Songs from a Photograph

It's interesting to see the direction that one's thoughts take while indulging in a bit of light convalescence.

After our encounter with the Painted Ones, I spent several days comfortably ensconced in the shade of Chak's wagon, staring at the blank silk canvas of its roof while I waited for my stressed and overheated brain to cool down. What I found it doing, in the meantime, was attempting to recite the entirety of Away from April from memory.

The original play - a rare departure in genre by the great Trachia Ghastie, better known for her murder mysteries - is famous in the realm of theatre for containing no actual events of any kind. The cast is an extended family gathered to sit for an old-fashioned long-exposure family photograph. All of the dialogue in the play is, in fact, the internal monologues of the various family members; their inner selves are free to move about the stage and speak, while the physical bodies of everyone not currently in the spotlight remain silent and stone-faced in their seats. Over the course of the play, the members of the family come to various realizations (singly or in tandem) about each other, themselves, and the nature of reality, all without actually moving a muscle or speaking a single word out loud to each other.

It is, like most of Ms. Ghastie's best-known work, a brilliant piece of psychological drama. That, and the solos-and-duets method in which it is performed, made it perhaps inevitable that it would eventually be adapted into a musical - in this case, by the equally brilliant Temesh Pondshine. The songs of the musical adaptation, in which the characters find their own thoughts taking them to unexpected places and providing unknowing counterpoint to the thoughts of their relatives, are among Pondshine's best.

My own knowledge of the show (aside from those few songs that one hears frequently from music halls and street performers, such as On the Other Hand and Where Have All the Nothings Gone) is thanks entirely to an amateur theatre production in Leopard's Weskit, a small town in the Mountainous Plains.

The quality of the production was nowhere near a professional level; the stage was the back half of a local ice cream shop,* not a single costume was the correct size, and the orchestra was a single elderly pianist who somehow contrived to play three keyboards at the same time. (I believe she had remarkably prehensile toes.) Still, it was clear that the cast and crew loved the show dearly, and they gave it their entire hearts, untrained as they might have been.

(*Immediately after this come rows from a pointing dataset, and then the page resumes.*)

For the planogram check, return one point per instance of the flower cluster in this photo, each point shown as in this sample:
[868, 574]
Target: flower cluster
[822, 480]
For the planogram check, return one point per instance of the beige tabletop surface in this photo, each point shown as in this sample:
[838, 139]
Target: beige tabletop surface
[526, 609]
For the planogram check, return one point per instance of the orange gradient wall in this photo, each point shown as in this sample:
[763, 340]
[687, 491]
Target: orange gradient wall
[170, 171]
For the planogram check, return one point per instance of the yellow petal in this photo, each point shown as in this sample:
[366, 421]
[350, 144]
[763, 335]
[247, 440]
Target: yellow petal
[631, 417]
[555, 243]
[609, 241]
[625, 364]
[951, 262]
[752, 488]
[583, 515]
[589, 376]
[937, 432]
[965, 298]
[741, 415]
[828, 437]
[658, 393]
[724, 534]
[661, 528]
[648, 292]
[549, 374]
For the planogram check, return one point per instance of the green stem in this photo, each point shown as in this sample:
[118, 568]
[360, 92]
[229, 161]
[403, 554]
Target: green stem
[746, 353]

It remains in my memory as one of the better stage performances I've seen.

I was lucky enough to be commissioned to paint the show's one solitary backdrop, a sepia-toned drawing room with a frame around it. (The director had the clever idea to stage the show as the photograph itself; through the use of colored lights, all of the seated actors were made to look sepia-toned as well, only coming into living color when they left the photograph and came downstage to sing.) As space was limited, I was also lucky enough to find myself painting the backdrop in the shop during rehearsals, with the happy result that I had the show entirely memorized before opening night. This did not, of course, prevent me from applauding from a front-row seat during the performance, though the director flatly refused to allow me to pay for a ticket.

I'd forgotten many of the songs since then, but I was glad, during my recovery in Chak's wagon, to find - with a little of that peculiar not-quite-looking-at-it approach that one uses to gently reel in half-forgotten dreams and memories - that most of them came back to me more or less complete.

I'm glad to have them back in the repertoire of music that I sing to myself while traveling alone (or, on occasion, with a musically inclined companion or two). A good song makes any road shorter.

---

* Named the Tasty Snowman and run by a former manatee trainer and his husband, the shop was well-loved for their charmingly twisted sense of humor (their sign proclaimed that their ice cream was "Served from the Heart!" and featured a snowman cheerfully taking a scoop of ice cream out of his own sternum) and their accidental success, on precisely one occasion, in creating nostalgia-flavored ice cream. Any residents in town fortunate enough to have gotten a taste were eager to reminisce about it to me at length - although none of them were able to describe how, exactly, nostalgia tasted, except that it was "a little too sweet, but in a good way." The shop was the most-visited business in town for six days, after which the single batch of nostalgia ice cream ran out. Subsequent attempts to recreate the flavor were uniformly unsuccessful. Most residents agreed, in retrospect, that this was entirely fitting.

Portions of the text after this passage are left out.